The other side of this debate, the drink-it-now side, Zhang shows, derives from the traditional way Yunnanese used the tea. Before puer had anything like its current cachet, people in Yunnan thought two-year-old puer tea leaves were stale. In fact, she says, the distinction between puer and Yunnan green tea was hazy in those days.3

The problem?

Feiyang by all appearances has no concern for the Western puer market. From his vantage point, the puer industry is in trouble because Chinese consumers, who to be sure are the bulk of the world’s puer consumers, just don’t trust it. Why don’t they trust the puer industry?

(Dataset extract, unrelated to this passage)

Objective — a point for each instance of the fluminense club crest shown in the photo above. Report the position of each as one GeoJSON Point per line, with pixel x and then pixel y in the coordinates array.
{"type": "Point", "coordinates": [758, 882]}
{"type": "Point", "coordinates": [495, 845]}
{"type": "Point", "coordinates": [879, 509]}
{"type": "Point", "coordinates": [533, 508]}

  1. They don’t think the product is healthy. They think harsh fresh puer will wreck their guts because per traditional Chinese medicine it’s extremely “cold”.
  2. The consumers who want to drink aged puer have little confidence that the new puer on offer will eventually turn into smooth aged puer, as opposed to stale green tea.
  3. They just don’t like the harsh taste; they prefer something smoother.
  4. They’ve heard stories about counterfeit puer—maybe they’ve been burned by it—and feel helpless to avoid fakes as long as they’re buying puer.

The solution?

Feiyang proclaims he has a solution that, if implemented, would eliminate all the above reasons consumers mistrust the puer industry. Thereafter Chinese tea consumers would come to regard puer as just as tasty, healthy, and reliable as, say, Wuyi yancha. Then running an honest puer company would—once again?—be a good life. So what is his solution?

Feiyang wants the requirement for factories to hold their cakes for at least five years before selling to be a standard. And this standard, in his view, needs to be enforced not by factories’ sense of honor but by the full force of law. That is to say, the legal definition of puer in the national standard shouldn’t just be big leaf cultivar, sun drying, etc.—it should also be no-sale-before-5-years.

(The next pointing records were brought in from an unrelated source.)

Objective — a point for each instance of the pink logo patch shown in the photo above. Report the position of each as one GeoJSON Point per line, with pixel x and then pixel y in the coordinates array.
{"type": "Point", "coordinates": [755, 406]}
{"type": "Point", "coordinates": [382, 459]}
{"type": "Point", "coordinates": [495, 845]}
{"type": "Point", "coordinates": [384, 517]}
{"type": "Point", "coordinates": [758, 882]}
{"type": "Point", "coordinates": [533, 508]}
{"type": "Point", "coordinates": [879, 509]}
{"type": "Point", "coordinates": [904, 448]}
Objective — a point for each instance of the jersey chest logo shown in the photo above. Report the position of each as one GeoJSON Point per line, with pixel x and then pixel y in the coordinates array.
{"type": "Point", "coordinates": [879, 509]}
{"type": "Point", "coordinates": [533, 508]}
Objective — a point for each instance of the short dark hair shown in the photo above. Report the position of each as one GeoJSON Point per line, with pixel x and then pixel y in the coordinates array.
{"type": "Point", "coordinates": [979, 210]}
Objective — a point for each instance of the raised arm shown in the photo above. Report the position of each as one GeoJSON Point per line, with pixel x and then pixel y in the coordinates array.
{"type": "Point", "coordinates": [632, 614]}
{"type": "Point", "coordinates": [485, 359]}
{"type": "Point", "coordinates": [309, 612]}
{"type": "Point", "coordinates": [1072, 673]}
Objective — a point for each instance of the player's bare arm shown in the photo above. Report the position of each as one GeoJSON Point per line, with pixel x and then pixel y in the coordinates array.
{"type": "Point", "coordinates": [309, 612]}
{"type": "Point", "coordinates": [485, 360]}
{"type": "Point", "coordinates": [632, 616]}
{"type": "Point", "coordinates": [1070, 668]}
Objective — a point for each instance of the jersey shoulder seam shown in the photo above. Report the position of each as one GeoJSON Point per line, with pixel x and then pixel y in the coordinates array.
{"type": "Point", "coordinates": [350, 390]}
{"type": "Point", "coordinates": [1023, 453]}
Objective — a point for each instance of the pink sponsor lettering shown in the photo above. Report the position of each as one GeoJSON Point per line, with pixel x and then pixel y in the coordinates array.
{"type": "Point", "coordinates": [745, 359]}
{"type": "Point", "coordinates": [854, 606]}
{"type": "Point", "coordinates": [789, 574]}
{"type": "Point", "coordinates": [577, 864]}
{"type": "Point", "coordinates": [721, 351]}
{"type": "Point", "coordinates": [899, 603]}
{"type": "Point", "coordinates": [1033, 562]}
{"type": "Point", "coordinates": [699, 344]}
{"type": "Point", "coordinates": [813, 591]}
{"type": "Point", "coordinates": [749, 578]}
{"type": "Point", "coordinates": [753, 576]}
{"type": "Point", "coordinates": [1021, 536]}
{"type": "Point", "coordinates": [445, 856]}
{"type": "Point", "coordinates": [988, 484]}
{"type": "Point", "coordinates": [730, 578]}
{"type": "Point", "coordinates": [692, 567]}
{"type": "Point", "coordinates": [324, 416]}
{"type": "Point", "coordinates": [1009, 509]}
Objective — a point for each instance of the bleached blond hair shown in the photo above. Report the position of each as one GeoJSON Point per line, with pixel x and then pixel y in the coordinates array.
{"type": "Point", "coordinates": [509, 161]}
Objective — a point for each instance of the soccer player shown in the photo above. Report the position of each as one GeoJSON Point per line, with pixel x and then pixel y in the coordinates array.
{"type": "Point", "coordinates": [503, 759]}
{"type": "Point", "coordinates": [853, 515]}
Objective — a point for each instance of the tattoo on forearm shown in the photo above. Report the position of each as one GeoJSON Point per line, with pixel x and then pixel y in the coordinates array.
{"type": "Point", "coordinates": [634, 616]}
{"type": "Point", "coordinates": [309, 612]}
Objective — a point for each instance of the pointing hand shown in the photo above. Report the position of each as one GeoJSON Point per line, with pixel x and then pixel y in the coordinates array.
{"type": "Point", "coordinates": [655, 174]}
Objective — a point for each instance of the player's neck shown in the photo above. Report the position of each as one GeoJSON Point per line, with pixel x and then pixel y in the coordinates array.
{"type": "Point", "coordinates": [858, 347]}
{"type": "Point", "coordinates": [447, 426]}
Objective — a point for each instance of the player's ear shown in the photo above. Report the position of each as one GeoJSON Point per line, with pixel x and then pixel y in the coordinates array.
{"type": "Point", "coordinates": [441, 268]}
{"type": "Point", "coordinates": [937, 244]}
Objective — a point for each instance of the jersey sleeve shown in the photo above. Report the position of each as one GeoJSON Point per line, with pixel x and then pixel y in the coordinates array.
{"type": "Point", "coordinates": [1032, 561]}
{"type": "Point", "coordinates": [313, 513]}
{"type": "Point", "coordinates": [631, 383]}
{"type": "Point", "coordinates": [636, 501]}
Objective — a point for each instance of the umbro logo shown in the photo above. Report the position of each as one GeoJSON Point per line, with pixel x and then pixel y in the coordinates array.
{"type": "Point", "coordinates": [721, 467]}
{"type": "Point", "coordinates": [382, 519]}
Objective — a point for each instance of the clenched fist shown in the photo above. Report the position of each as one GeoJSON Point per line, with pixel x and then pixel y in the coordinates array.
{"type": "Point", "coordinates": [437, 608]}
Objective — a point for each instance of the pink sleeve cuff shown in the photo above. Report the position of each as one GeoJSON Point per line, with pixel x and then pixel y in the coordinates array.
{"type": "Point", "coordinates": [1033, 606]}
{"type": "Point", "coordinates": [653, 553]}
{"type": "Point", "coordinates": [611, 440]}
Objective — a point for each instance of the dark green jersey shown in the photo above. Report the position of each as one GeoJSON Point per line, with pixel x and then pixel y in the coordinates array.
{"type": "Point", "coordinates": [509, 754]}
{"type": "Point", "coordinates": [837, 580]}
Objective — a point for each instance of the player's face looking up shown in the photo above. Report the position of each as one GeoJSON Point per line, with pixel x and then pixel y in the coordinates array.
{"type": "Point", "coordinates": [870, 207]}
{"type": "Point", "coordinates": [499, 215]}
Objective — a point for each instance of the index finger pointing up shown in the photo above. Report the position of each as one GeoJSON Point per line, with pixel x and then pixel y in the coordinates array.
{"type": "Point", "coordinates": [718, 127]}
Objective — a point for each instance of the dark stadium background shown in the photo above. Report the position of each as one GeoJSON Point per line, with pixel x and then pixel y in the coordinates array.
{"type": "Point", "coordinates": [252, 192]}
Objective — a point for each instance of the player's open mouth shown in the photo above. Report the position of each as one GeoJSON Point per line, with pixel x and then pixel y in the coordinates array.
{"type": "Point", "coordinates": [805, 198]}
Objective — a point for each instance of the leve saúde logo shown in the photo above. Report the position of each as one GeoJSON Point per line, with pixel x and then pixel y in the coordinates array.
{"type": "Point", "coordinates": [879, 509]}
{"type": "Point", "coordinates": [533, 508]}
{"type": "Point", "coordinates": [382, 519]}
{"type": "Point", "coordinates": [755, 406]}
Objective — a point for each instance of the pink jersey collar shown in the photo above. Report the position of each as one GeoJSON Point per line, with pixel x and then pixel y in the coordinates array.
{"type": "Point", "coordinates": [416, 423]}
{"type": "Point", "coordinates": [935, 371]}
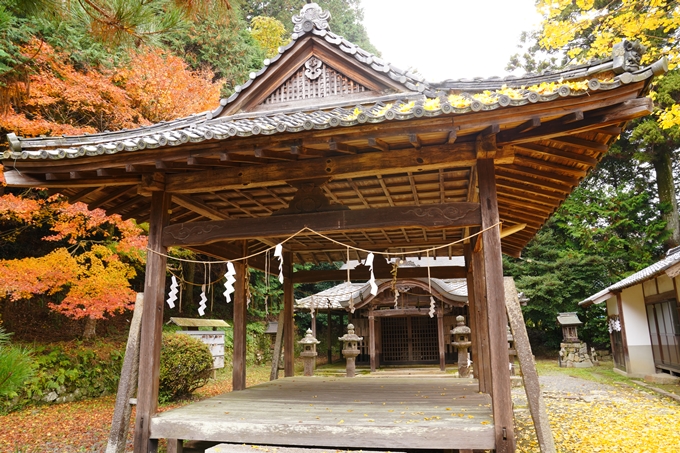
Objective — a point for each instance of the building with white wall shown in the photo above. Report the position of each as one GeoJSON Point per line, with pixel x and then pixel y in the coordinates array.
{"type": "Point", "coordinates": [644, 318]}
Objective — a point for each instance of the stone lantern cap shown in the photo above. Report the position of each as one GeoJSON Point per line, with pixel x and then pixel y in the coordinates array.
{"type": "Point", "coordinates": [309, 338]}
{"type": "Point", "coordinates": [350, 335]}
{"type": "Point", "coordinates": [461, 328]}
{"type": "Point", "coordinates": [568, 319]}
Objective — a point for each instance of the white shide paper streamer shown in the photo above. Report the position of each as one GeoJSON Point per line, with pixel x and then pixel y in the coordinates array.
{"type": "Point", "coordinates": [369, 263]}
{"type": "Point", "coordinates": [172, 295]}
{"type": "Point", "coordinates": [231, 279]}
{"type": "Point", "coordinates": [202, 305]}
{"type": "Point", "coordinates": [278, 252]}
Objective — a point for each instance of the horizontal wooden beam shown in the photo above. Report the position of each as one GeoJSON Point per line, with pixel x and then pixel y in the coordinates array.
{"type": "Point", "coordinates": [401, 312]}
{"type": "Point", "coordinates": [229, 251]}
{"type": "Point", "coordinates": [426, 216]}
{"type": "Point", "coordinates": [17, 179]}
{"type": "Point", "coordinates": [384, 273]}
{"type": "Point", "coordinates": [198, 207]}
{"type": "Point", "coordinates": [347, 166]}
{"type": "Point", "coordinates": [625, 111]}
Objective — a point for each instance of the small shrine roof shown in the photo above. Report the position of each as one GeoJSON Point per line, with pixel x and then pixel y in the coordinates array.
{"type": "Point", "coordinates": [568, 319]}
{"type": "Point", "coordinates": [339, 296]}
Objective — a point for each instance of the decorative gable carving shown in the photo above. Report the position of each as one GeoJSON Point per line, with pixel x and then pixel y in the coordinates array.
{"type": "Point", "coordinates": [314, 80]}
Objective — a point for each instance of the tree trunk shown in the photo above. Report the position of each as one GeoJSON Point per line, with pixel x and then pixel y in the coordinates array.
{"type": "Point", "coordinates": [90, 326]}
{"type": "Point", "coordinates": [663, 166]}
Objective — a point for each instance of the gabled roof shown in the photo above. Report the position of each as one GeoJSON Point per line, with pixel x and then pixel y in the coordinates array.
{"type": "Point", "coordinates": [656, 269]}
{"type": "Point", "coordinates": [397, 140]}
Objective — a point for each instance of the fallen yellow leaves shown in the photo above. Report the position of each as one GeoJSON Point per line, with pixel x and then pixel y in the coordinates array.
{"type": "Point", "coordinates": [630, 423]}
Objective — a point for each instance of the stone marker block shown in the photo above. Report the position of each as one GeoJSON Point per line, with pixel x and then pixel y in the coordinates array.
{"type": "Point", "coordinates": [662, 378]}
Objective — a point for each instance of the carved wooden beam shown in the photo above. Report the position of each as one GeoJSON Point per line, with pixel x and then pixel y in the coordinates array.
{"type": "Point", "coordinates": [349, 166]}
{"type": "Point", "coordinates": [428, 216]}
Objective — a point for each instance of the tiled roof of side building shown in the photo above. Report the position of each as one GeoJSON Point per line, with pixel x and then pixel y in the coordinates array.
{"type": "Point", "coordinates": [655, 269]}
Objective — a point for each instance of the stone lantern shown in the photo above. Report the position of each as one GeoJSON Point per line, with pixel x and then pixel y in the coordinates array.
{"type": "Point", "coordinates": [308, 353]}
{"type": "Point", "coordinates": [573, 352]}
{"type": "Point", "coordinates": [350, 350]}
{"type": "Point", "coordinates": [461, 340]}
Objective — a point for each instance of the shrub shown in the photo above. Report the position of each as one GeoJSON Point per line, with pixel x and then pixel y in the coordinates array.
{"type": "Point", "coordinates": [16, 366]}
{"type": "Point", "coordinates": [186, 365]}
{"type": "Point", "coordinates": [67, 372]}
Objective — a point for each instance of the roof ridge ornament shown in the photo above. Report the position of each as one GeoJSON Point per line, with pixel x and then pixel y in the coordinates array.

(I’m no expert on Chinese politics, but I can’t help wondering if Feiyang is taking this position on enforcement of a standard now because he sees the political environment for Chinese business changing under Xi Jinping. If Chinese tech zillionaires can be humbled by the party-state, if the cram-school industry can be essentially destroyed, if kids’ use of video games can be limited to three hours a week, then maybe decreeing new rules for the puer industry would be no big deal?)

A personal note

Prompted by Feiyang’s recent posts, I’ve been trying all my puer cakes that are older than five years. There are some that are probably, irredeemably, stale green tea at this point. There are a number that are smooth and a pleasure to drink. And I have to say, Feiyang’s twofold test—golden color and honey aroma—does a good job distinguishing between the two categories.

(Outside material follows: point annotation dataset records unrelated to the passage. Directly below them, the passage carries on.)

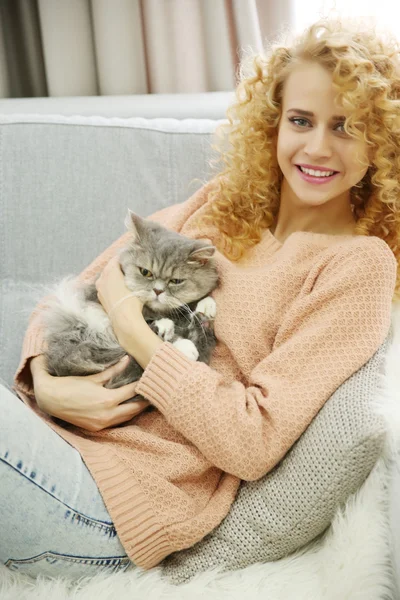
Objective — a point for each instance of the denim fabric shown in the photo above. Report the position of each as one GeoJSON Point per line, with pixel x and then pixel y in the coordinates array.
{"type": "Point", "coordinates": [53, 520]}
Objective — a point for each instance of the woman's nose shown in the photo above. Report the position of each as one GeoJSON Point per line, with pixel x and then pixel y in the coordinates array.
{"type": "Point", "coordinates": [318, 144]}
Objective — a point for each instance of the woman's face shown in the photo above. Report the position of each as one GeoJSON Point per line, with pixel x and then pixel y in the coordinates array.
{"type": "Point", "coordinates": [311, 136]}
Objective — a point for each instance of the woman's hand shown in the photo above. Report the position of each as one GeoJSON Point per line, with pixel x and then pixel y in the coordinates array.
{"type": "Point", "coordinates": [83, 401]}
{"type": "Point", "coordinates": [111, 289]}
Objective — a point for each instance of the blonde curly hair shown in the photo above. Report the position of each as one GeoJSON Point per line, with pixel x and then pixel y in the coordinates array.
{"type": "Point", "coordinates": [366, 74]}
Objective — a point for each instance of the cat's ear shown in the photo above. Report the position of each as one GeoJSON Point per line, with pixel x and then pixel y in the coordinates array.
{"type": "Point", "coordinates": [201, 256]}
{"type": "Point", "coordinates": [133, 223]}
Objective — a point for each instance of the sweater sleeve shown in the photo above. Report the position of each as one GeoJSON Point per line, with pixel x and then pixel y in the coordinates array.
{"type": "Point", "coordinates": [331, 329]}
{"type": "Point", "coordinates": [172, 217]}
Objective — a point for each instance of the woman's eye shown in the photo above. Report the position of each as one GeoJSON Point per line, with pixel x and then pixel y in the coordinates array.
{"type": "Point", "coordinates": [340, 127]}
{"type": "Point", "coordinates": [298, 121]}
{"type": "Point", "coordinates": [146, 273]}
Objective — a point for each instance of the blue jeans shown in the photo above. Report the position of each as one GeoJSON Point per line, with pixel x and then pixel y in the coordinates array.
{"type": "Point", "coordinates": [53, 520]}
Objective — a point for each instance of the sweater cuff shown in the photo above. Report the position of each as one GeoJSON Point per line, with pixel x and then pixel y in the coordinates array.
{"type": "Point", "coordinates": [33, 345]}
{"type": "Point", "coordinates": [161, 378]}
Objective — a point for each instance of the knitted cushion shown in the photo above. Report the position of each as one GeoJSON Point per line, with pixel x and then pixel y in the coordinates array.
{"type": "Point", "coordinates": [297, 500]}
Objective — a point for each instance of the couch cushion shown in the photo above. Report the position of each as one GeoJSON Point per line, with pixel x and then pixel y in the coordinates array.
{"type": "Point", "coordinates": [66, 186]}
{"type": "Point", "coordinates": [297, 500]}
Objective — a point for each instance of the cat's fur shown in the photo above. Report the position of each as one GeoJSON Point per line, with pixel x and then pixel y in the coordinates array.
{"type": "Point", "coordinates": [78, 332]}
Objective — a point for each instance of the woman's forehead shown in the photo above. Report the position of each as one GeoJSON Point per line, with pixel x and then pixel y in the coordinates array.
{"type": "Point", "coordinates": [309, 87]}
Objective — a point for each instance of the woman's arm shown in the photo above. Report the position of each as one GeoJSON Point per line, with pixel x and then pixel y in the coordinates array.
{"type": "Point", "coordinates": [328, 334]}
{"type": "Point", "coordinates": [84, 401]}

That said, I’m unwilling to abjure fresh young puer. In fact, especially during the summer, I love dian lü, which I don’t doubt Feiyang abominates. So is the sale of fresh puer a problem after all? I guess it depends on your point of view.


1If you read Chinese, the Feiyang posts are here and here

2In her book Puer Tea: Ancient Caravans and Urban Chic, by far the most informative puer book I’ve read

3I would love to see Feiyang try to rebut Zhang’s analysis, but if he has done so, it isn’t accessible by searching the Chinese Web.